The nerves of day one showed with a slightly scrappy start, but we recovered well and built up a solid pace. We managed to maintain our distance from Hughes Hall initially, but shortly after the motorway bridge they had a whistle on us. A push out of first post corner meant we were able to hold them off a little longer, but they soon reeled us back in and bumped us just before grassy.
To add insult to injury (or more accurately injury to insult), the Hughes Hall bow ran into Houston’s blade, causing our stroke to crab and sending his blade handle straight into his chest, adding further heartache to the day.
We rowed home with our heads held high, as we knew we had given it our all. Day 2 puts us ahead of Darwin, who we rowed over ahead of in Lent bumps, despite my best efforts with two crabs on the reach!
Posted: Wednesday 11 June 2014, 6:44PM by C M Stacey
Following our win at the Champs Eights Head earlier on in the term we felt confident going into what for some of us was our first bumps. We were chasing a strong Magdalen boat who had had given us a run for our money at Champs. We made a decent start and quickly pulled away from our Kings pursuers to get within whistle range of Magdalene. Sadly we were not given a chance to consolidate this as Magdalene caught the hapless division leaders on first post corner.
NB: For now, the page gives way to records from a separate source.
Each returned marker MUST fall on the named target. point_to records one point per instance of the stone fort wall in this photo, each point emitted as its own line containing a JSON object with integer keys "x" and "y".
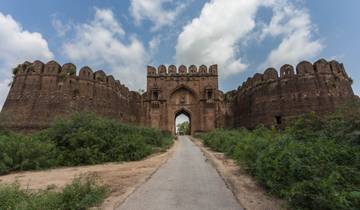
{"x": 40, "y": 92}
{"x": 273, "y": 99}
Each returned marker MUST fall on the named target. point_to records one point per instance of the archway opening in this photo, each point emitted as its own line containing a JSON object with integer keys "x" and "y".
{"x": 182, "y": 123}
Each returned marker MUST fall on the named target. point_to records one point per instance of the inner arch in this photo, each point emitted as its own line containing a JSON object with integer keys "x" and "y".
{"x": 182, "y": 123}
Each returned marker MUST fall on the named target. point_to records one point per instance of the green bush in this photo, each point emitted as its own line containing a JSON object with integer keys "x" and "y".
{"x": 82, "y": 193}
{"x": 82, "y": 139}
{"x": 24, "y": 153}
{"x": 313, "y": 164}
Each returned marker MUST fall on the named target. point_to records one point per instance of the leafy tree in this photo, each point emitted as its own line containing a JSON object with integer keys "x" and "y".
{"x": 184, "y": 128}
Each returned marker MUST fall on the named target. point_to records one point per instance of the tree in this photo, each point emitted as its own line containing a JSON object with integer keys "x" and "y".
{"x": 183, "y": 128}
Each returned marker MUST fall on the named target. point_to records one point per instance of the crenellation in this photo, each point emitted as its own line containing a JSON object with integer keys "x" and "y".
{"x": 287, "y": 71}
{"x": 182, "y": 70}
{"x": 304, "y": 68}
{"x": 52, "y": 67}
{"x": 203, "y": 69}
{"x": 40, "y": 92}
{"x": 68, "y": 69}
{"x": 162, "y": 70}
{"x": 322, "y": 67}
{"x": 270, "y": 74}
{"x": 37, "y": 67}
{"x": 86, "y": 73}
{"x": 172, "y": 70}
{"x": 100, "y": 76}
{"x": 213, "y": 69}
{"x": 318, "y": 87}
{"x": 193, "y": 69}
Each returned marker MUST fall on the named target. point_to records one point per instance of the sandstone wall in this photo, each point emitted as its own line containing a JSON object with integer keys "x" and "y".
{"x": 271, "y": 99}
{"x": 41, "y": 92}
{"x": 194, "y": 90}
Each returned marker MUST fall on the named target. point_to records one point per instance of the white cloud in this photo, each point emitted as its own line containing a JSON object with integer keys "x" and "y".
{"x": 61, "y": 28}
{"x": 100, "y": 43}
{"x": 294, "y": 25}
{"x": 223, "y": 25}
{"x": 16, "y": 46}
{"x": 155, "y": 11}
{"x": 213, "y": 36}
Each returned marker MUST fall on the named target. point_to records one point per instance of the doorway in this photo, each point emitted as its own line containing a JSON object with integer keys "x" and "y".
{"x": 182, "y": 123}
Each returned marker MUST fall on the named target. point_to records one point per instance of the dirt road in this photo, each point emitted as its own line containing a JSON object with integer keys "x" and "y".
{"x": 186, "y": 181}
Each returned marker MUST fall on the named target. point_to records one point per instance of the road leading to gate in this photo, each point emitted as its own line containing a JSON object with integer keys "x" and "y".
{"x": 186, "y": 181}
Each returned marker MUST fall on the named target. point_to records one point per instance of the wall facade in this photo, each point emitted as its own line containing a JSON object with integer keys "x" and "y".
{"x": 41, "y": 92}
{"x": 191, "y": 91}
{"x": 273, "y": 99}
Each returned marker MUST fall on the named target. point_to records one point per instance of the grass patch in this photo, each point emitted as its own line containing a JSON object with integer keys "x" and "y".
{"x": 313, "y": 164}
{"x": 82, "y": 139}
{"x": 82, "y": 193}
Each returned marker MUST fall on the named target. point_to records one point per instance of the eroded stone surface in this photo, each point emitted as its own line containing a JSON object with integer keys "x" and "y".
{"x": 41, "y": 92}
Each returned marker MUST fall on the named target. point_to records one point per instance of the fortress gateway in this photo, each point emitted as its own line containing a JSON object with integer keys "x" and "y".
{"x": 41, "y": 92}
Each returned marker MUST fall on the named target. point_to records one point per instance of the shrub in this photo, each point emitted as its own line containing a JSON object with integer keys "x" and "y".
{"x": 81, "y": 139}
{"x": 24, "y": 153}
{"x": 82, "y": 193}
{"x": 313, "y": 164}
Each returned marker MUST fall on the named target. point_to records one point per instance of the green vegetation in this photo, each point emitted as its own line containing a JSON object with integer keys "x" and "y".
{"x": 313, "y": 164}
{"x": 82, "y": 139}
{"x": 82, "y": 193}
{"x": 183, "y": 128}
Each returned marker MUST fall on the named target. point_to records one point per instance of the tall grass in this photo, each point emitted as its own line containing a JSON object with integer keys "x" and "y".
{"x": 82, "y": 139}
{"x": 313, "y": 164}
{"x": 81, "y": 194}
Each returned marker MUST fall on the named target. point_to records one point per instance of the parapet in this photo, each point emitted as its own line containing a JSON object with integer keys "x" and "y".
{"x": 68, "y": 70}
{"x": 304, "y": 68}
{"x": 192, "y": 70}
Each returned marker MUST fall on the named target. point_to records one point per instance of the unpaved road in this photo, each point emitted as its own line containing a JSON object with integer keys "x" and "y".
{"x": 186, "y": 181}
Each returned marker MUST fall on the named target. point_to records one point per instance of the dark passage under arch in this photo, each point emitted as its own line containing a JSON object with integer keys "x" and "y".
{"x": 182, "y": 122}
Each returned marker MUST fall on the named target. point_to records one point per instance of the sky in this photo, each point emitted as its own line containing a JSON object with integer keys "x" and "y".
{"x": 122, "y": 37}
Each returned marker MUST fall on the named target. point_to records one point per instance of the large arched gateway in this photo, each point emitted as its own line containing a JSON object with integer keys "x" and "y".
{"x": 192, "y": 92}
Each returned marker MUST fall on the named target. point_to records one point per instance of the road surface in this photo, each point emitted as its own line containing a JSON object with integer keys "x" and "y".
{"x": 187, "y": 181}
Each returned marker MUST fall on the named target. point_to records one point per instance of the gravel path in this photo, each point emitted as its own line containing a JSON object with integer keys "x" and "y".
{"x": 186, "y": 181}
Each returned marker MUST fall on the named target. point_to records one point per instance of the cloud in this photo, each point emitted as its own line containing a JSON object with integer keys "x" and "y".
{"x": 16, "y": 46}
{"x": 294, "y": 25}
{"x": 213, "y": 36}
{"x": 156, "y": 12}
{"x": 223, "y": 26}
{"x": 61, "y": 28}
{"x": 103, "y": 43}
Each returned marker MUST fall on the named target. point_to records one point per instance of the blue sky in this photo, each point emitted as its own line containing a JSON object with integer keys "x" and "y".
{"x": 122, "y": 37}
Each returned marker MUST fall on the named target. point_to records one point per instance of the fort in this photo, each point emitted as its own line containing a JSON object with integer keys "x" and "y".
{"x": 42, "y": 92}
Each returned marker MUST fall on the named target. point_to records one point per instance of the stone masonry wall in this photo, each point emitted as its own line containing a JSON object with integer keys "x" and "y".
{"x": 41, "y": 92}
{"x": 271, "y": 99}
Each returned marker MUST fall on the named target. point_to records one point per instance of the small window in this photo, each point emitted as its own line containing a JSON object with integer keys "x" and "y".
{"x": 155, "y": 95}
{"x": 209, "y": 94}
{"x": 278, "y": 120}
Immediately following this the entire division was halted due to a collision further back. The verdict was that the entire division would have to row again, minus boats who had bumped or had been bumped, leaving us at the front.
Unfortunately this meant that the best result we could achieve would be a row-over but we were determined to make the best of it which we certainly did. We opened up the gap with Kings to three lengths by first post corner which was extended to eight by the Plough Reach. A fantastic effort from the crew despite the disappointment of not catching Magdalene, and we will approach Day 2 with exactly the same attitude!
Posted: Saturday 31 May 2014, 3:27PM by C M Stacey
The Champs Eights Head was the first time that M2 had raced together as a crew, and for some of our rowers it was also their first race since novice term. With this in mind, we approached the race with both nerves and excitement in equal measure. We were also acutely aware that our immediate rivals for Bumps had also entered, so the race would prove an important test of our progress.
Despite the fierce heat our confidence was boosted by two excellent practice starts on our way to marshal and some calm words of encouragement from our coach Nick. When the start finally came and Tom, our cox, called for the draw strokes we continued the example we had set earlier that morning by making a terrific start in front of the on-looking crowd at The Plough. A fantastic push from stroke side combined with Tom’s excellent line around Ditton saw us onto the Long Reach in a flash.
We maintained momentum down to the railway bridge, but despite Tom’s calls for a final push we faded slightly. Concentration and pace dropped, and we suffered a crab (guilty!). Despite these setbacks we quickly rallied ourselves to Nick’s encouragement from the bank and managed to make a final surge to cross the finishing line.
We rowed back to the boathouse utterly exhausted, happy for having made it through our first real test as a crew but wondering whether we could have possibly done any more. Despite what misgivings we may have had we were delighted to see we had set a very competitive time of 05:22.41. One very tense wait for the final results to come in later and it was revealed that we had won our division by a comfortable margin, not only beating our rivals for Bumps but also several boats in the division above us! An amazing achievement that reflects the commitment and resolve shown by the crew in training over the past few weeks, and sets us up perfectly for our Bumps campaign to come.